Metro even brought over South Melbourne Hellas one year for a match against a southern Tasmanian side at KGV Park.


The club has had many excellent players who went on to better things with more fashionable big-name clubs.


Metro remain a sleeping giant and their many supporters hope that success in the top flight will come one day.


What the neutrals must remember is that the club is doing its bit for the game in Tasmania, without necessarily receiving the same fanfare as some of the bigger names.


Short memories and a lack of appreciation of history can be a curse.



******


While on the topic of the development of the game in southern Tasmania, I would like to quote some statistics.


From 2006-2009, the number of male and female players between the ages of 20 and 24 has decreased by 2.7 per cent.


For the age group 35 to 45 years in this same period, there has been an increase in numbers of 10.6 per cent.


For players in the 26 to 30 years age group, the decline in numbers has been 12 per cent (321 down to 288).


For the age group 26 to 35, there has been a 12 per cent decrease (560 to 494).


The player registration fees in this period have increased by 35.6 per cent.


In addition, there are team nomination fees, payments to referees and ground fees that clubs have to meet, so life must be tough for club administrators.


Let’s look at what an average club may be up for in the Premier League if they are to field senior, reserve and under-19 sides, and employ a coach for each.


If the three coaches were to be paid $6,000 altogether, which is a reasonable amount, the total cost for the club when one factors in player registration fees and team nomination fees comes to $16,065.


That is $357 per player based on a squad of 45 players.


This does not include referees’ fees, ground hire and equipment costs.


Between 2006 and 2010, the cost of team nominations (Premier League, Premier League Reserves and Under-19s) has increased by 31.4 per cent (from $3626 to $4765).


Make what you will of the above statistics and decide for yourself about the health of the game.

South Hobart did the double over New Town Eagles in two friendlies at Wellesley Park this afternoon.


In the reserves, South Hobart beat Eagles 6-0.


Jim Pennicott netted twice, as did Felix, while Andy King and Jai David grabbed a goal apiece.


In the seniors, South Hobart won 7-0 after leading 5-0 at the break.


Jonathon Lo scored twice and David Abbott, Kostas Kanakaris, Hugh Ludford, Colin Wain and Andy King once each.


New Town Eagles coach George Krambousanos said he had several key players missing, including Nathan Pitchford, Nick Ferrall and Jacob Malakoff.

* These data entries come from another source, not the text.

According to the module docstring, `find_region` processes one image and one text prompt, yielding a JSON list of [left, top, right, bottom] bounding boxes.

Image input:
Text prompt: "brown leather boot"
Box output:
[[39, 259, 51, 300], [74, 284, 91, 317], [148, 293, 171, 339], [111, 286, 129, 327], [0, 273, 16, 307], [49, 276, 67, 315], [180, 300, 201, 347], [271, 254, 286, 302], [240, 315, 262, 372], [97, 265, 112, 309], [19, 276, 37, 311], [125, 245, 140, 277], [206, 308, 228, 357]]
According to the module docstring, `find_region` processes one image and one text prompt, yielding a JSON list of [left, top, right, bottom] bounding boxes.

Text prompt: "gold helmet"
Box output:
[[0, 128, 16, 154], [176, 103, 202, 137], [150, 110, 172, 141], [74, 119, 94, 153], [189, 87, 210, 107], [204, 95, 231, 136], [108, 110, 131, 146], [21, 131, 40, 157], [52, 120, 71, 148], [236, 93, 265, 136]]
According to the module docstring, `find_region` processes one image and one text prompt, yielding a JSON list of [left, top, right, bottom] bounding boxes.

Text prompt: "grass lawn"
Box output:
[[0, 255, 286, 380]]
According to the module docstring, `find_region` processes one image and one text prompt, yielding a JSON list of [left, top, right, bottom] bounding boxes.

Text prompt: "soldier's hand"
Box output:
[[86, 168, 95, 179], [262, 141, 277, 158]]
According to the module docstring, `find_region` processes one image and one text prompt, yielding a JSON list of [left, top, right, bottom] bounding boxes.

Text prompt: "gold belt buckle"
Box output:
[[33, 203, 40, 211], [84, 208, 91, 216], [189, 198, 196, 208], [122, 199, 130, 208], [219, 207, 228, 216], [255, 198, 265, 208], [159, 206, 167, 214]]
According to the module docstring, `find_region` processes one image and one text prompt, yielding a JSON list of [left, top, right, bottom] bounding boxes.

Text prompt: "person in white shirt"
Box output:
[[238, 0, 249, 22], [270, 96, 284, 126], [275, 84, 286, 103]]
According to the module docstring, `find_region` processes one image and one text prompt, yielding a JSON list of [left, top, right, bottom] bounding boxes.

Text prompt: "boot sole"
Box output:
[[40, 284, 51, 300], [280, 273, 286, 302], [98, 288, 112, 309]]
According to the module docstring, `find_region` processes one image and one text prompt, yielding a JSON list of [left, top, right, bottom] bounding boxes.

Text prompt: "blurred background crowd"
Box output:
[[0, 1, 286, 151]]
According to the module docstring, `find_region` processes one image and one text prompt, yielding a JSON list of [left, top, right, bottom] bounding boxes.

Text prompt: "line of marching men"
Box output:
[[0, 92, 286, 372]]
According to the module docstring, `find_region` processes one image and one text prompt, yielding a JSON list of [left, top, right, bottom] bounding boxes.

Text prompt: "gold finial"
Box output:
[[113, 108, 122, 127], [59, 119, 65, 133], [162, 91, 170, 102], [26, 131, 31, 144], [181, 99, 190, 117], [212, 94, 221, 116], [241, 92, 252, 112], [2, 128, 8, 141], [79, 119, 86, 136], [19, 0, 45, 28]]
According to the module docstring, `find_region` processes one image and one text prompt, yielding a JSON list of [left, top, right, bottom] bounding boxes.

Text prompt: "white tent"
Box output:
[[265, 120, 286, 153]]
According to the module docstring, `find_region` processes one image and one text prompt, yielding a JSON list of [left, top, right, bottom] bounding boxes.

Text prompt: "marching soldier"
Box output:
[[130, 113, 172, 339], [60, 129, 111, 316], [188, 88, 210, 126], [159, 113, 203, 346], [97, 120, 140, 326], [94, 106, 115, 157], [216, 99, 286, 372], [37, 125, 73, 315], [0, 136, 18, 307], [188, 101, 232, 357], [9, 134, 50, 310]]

But, Krambousanos was making no excuses.


“At least we played another Premier League side and the champions at that,” said Krambousanos.


“It was a good learning experience for us and South fielded virtually their strongest side.”


South Hobart coach, Ken Morton, said he was pleased with his team’s performance.


“Eagles had 30 players and they showed potential and I think they’ll improve on last season,” Morton said.